DER SCHNEIDER VON GROSS BORSTEL

Amon Shala schließt seinen Laden

Der kleine Laden direkt neben dem ehemaligen Fisch-Rolf-Laden, in dem seit geraumer Zeit Immobilienmakler Böttcher sein Büro betreibt, blickte immer ein wenig um die Ecke: Das Schaufenster ist zum Borsteler Zentrum ausgerichtet und ragt am Fußweg neugierig hervor. Ging man vorbei zum Borstelbäcker, grüßte Amon Shala (46) mit einem freundlichen Nicken aus dem Laden.

Er gehörte inzwischen zum Inventar des alten, immer noch etwas verschlafenen Groß Borstel. Man zeigte ihm, was an Kleidungsstücken zu reparieren, zu kürzen oder sonstwie zu ändern war, und Amon Shala machte sich an die Nähmaschine. So wie seit vielen, vielen Jahren – er näht nämlich seit seinem zwölften Lebensjahr.

Seine Schneidergeschichte begann im fernen Kosovo. Hier half er seinem Onkel, der eine kleine Konfektionsfabrik betrieb. Da sich der Junge geschickt anstellte, durfte er auf eine Textilschule gehen, damit er das Handwerk richtig erlernen konnte. Die Geschichte hätte hier weitergehen können, wäre das Kosovo nicht in den fürchterlichen Jugoslawien-Krieg geraten, an den sich viele noch erinnern. Amon sollte 1991 zum Militär eingezogen werden, mit 17 Jahren. Er flüchtete in die Schweiz und von dort gleich weiter nach Hamburg. Sein Vater folgte ihm eine Woche später. Während Amon Shala nach Kriegsende hier in Groß Borstel blieb, kehrte der Vater zurück ins Kosovo.

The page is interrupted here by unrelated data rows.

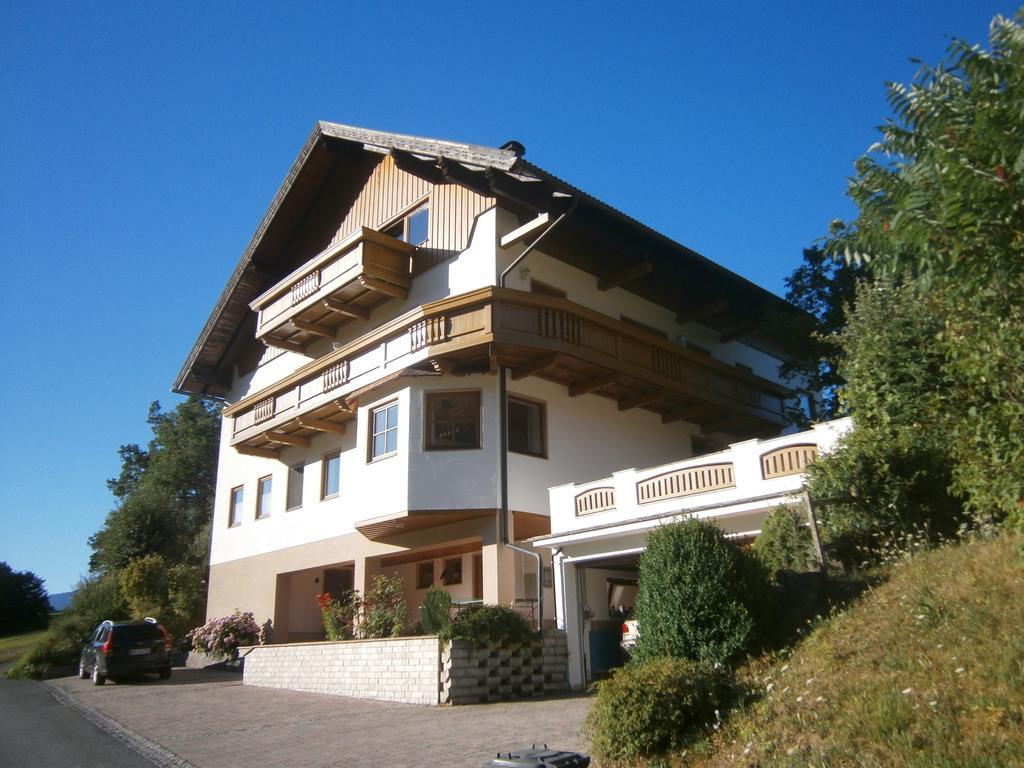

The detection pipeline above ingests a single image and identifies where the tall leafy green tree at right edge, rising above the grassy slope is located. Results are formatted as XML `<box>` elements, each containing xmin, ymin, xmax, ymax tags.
<box><xmin>828</xmin><ymin>11</ymin><xmax>1024</xmax><ymax>517</ymax></box>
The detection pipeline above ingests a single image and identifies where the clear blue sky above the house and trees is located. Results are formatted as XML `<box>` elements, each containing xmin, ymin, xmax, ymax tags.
<box><xmin>0</xmin><ymin>0</ymin><xmax>1016</xmax><ymax>593</ymax></box>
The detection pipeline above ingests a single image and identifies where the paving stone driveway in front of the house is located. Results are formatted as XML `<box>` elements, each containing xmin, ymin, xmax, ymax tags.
<box><xmin>50</xmin><ymin>669</ymin><xmax>589</xmax><ymax>768</ymax></box>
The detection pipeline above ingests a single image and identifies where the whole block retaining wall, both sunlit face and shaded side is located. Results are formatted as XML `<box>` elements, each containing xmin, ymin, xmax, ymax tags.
<box><xmin>241</xmin><ymin>634</ymin><xmax>568</xmax><ymax>705</ymax></box>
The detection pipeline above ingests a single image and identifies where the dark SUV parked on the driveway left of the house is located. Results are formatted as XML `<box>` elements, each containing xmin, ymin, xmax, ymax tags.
<box><xmin>78</xmin><ymin>618</ymin><xmax>171</xmax><ymax>685</ymax></box>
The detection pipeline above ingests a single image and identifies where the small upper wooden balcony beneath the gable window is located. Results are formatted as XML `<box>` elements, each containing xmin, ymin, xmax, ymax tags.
<box><xmin>249</xmin><ymin>227</ymin><xmax>416</xmax><ymax>352</ymax></box>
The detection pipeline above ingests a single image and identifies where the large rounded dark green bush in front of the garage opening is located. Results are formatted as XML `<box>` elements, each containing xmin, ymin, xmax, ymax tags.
<box><xmin>634</xmin><ymin>519</ymin><xmax>772</xmax><ymax>663</ymax></box>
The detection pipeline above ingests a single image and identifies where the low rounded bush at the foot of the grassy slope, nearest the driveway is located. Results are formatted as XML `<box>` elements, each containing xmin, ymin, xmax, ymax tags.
<box><xmin>584</xmin><ymin>658</ymin><xmax>733</xmax><ymax>766</ymax></box>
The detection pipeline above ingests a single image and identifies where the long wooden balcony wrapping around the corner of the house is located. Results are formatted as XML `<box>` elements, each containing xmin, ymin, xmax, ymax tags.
<box><xmin>224</xmin><ymin>288</ymin><xmax>788</xmax><ymax>456</ymax></box>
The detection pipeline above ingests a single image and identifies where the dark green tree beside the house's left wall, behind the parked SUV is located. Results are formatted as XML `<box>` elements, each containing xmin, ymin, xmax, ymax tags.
<box><xmin>89</xmin><ymin>397</ymin><xmax>220</xmax><ymax>572</ymax></box>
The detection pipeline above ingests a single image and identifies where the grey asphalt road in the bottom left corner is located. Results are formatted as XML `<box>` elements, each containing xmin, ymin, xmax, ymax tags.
<box><xmin>0</xmin><ymin>679</ymin><xmax>153</xmax><ymax>768</ymax></box>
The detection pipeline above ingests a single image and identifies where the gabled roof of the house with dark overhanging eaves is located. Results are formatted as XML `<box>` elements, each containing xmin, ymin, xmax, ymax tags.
<box><xmin>173</xmin><ymin>122</ymin><xmax>785</xmax><ymax>395</ymax></box>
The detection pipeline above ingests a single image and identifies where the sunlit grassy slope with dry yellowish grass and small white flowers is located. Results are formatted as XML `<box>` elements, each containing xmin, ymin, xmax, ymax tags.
<box><xmin>692</xmin><ymin>537</ymin><xmax>1024</xmax><ymax>768</ymax></box>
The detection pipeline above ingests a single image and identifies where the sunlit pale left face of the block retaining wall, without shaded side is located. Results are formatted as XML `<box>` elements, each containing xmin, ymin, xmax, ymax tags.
<box><xmin>241</xmin><ymin>637</ymin><xmax>438</xmax><ymax>705</ymax></box>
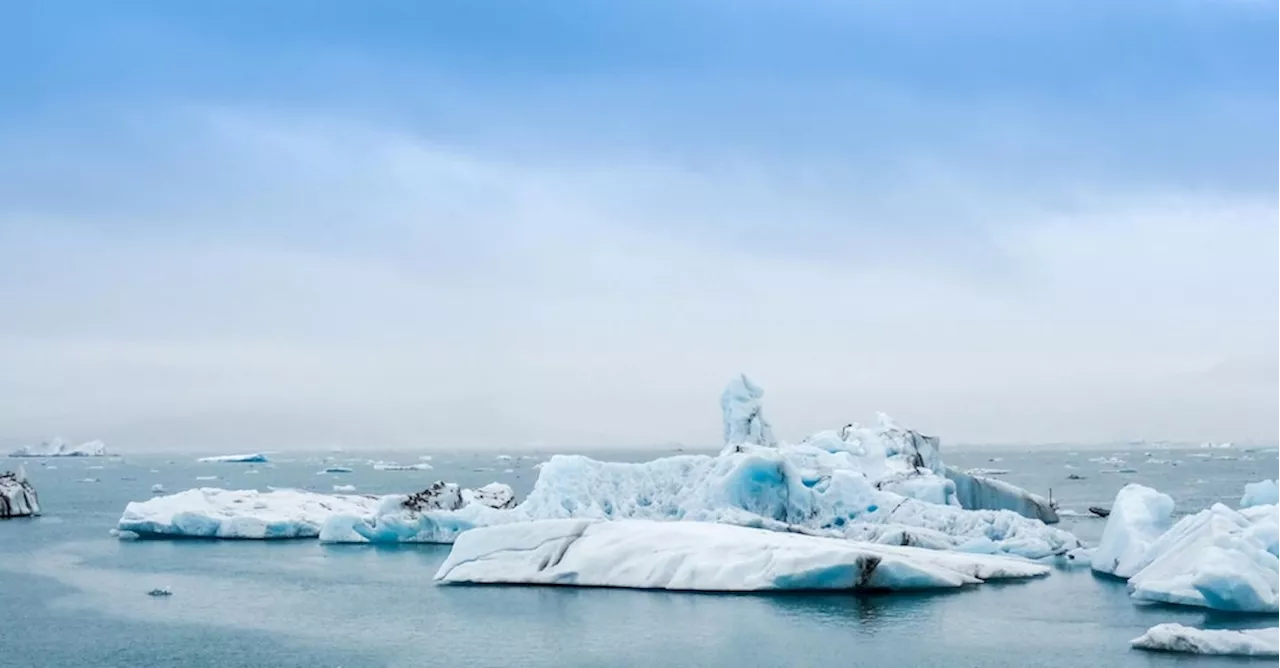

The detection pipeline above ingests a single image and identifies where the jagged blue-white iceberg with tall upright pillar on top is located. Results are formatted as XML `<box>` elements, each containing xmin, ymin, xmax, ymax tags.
<box><xmin>321</xmin><ymin>378</ymin><xmax>1080</xmax><ymax>558</ymax></box>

Im Jahr 2000 gründete Shala seine kleine Änderungsschneiderei. Der Anfang war schwer. Die Umstellung auf den Euro machte alles doppelt so teuer. „Und ich hatte doppelt so wenig Geld in der Tasche.“ Aber nach und nach ging es bergauf. Er konnte mit dem Laden seine Familie ernähren und sich eine Wohnung in Groß Borstel leisten. Er hat viele Freunde und Bekannte in Groß Borstel, ein Musterbeispiel für „Wir schaffen das“. Die Geschichte könnte auch hier weitergehen, wäre nicht Corona dazwischengekommen.

Corona hat Amon Shala nicht infiziert, aber geschäftlich schwer getroffen. Er musste die Reißleine ziehen und sich einen neuen Job suchen. Dabei half ihm seine freundlich-positive Ausstrahlung. Er ist eigentlich ein Intellektueller. Jemand der gerne Geschichten schreibt (auf Albanisch) und immer auch eine Geschichte zu erzählen hat. Hoffentlich auch mal im Boten.

Seine Geschichte als Schneider in Groß Borstel geht mit einem großen Dank an unseren Stadtteil zu Ende. „Ich sage Dankeschön Groß Borstel, dass ich hier so gut aufgenommen wurde, Dankeschön für das Vertrauen, das mir meine Kunden geschenkt haben. Ich habe mit viel Liebe hier gearbeitet, sehr viel gelernt von den Menschen und auch immer Spaß gehabt. Und ich freue mich, wenn wir uns in Groß Borstel wieder auf der Straße oder beim Einkaufen treffen, denn ich bleibe ja in Groß Borstel wohnen.“

Und vielleicht sehen wir ihn auch bald im 114er oder 34er Bus an uns vorbeifahren. Amon Shala schlägt am 1. Oktober ein neues Kapitel in seinem Leben auf – als Busfahrer bei der Hamburger Hochbahn. Lieber Amon, ich wünsche dir sehr viel Glück und Erfolg, und ich freue mich auf ein möglichst baldiges Wiedertreffen mit dir und deinen schönen Geschichten.